The founders, who had known each other through various entrepreneurial projects and programs at the TU Munich, had found a common direction. However, the path to the founding idea was far from clear. The first thing they looked at was the largest CO2 emitters in the world. Number one: agriculture. In agriculture, animal fattening has the greatest CO2 contribution. Inspired by the cycles of natural systems, they came across the potential of insects in agriculture. The founders then analyzed the entire value chain to find out where insects can create the greatest added value. 
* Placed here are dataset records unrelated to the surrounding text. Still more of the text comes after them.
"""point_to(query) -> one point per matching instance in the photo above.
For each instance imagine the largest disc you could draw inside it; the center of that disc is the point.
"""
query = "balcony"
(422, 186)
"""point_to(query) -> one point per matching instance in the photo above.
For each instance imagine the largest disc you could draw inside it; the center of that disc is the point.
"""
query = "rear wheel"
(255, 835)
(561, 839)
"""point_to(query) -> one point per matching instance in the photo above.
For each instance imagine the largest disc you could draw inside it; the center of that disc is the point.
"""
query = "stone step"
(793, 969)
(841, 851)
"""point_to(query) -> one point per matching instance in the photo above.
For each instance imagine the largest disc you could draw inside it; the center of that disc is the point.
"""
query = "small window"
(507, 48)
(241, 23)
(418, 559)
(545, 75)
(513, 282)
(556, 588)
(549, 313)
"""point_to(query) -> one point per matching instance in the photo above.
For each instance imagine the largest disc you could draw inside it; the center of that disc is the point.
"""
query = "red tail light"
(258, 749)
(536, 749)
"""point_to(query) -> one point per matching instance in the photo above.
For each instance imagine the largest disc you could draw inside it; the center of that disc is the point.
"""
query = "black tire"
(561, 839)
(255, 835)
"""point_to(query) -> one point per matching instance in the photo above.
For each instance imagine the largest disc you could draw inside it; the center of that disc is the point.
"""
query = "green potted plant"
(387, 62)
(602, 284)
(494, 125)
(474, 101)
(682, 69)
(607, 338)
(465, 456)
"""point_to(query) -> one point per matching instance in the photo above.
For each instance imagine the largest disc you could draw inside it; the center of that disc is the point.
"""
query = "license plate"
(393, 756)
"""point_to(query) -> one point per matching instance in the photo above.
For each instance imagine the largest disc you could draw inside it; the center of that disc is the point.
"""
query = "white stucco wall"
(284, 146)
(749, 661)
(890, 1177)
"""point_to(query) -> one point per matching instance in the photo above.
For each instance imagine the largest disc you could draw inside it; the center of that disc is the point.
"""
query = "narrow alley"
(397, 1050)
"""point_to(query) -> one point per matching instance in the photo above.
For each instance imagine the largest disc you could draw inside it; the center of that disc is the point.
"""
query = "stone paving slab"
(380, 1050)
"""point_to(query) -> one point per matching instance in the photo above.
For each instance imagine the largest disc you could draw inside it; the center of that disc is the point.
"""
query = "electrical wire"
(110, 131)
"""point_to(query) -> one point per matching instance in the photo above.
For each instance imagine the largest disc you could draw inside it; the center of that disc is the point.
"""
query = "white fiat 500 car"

It quickly became clear that there is a big problem with protein feed. Soy and fish meal are essential for animal breeding. Both have to be imported into the EU at 90 % and ensure a high degree of dependence on world markets. The production of soy and fish meal leads to massive ecological problems such as deforestation of the rainforest and overfishing of the oceans. The regional production of insects as animal feed could solve this problem.

Motivated by the first findings, the founders set up their test production. As insects are a completely unknown farm animal in the EU, they initially had to face the corresponding challenges. From this point on, they began to develop a technological concept that farmers can use to easily produce insects on their farms. With automation and an IoT-supported software system, FarmInsect wants to make entry into insect breeding as easy as possible.

The founders of FarmInsect are an interdisciplinary and experienced team 

All three founders are alumni of the TU Munich. Wolfgang Westermeier holds an M.Sc. in agricultural sciences and has successfully founded several companies in the food sector. He has experience in production, procurement and quality management. Thomas Kühn has an M.Sc. in electrical engineering and B.Sc. in business administration. He has successfully founded several companies in various industries and, among other things, successfully set up an IT company as CFO and sales manager. Andre Klöckner has an M.Sc. in electrical engineering and computer science. He has several years of experience in product development in the Agritech area.

Over time, the founders were able to win over a broad network of partners with their idea. You were supported and advised early on by BayStartUP. The startup has been supported by the Technical University of Munich since summer 2019, in particular with rooms for operating the pilot plant. Since 2020, the startup has also been included in the accelerator program of the LMU Munich (LMU-EC) and the European Institute of Technology (EIT-FAN). Together with the Munich University of Applied Sciences, they develop part of the automation.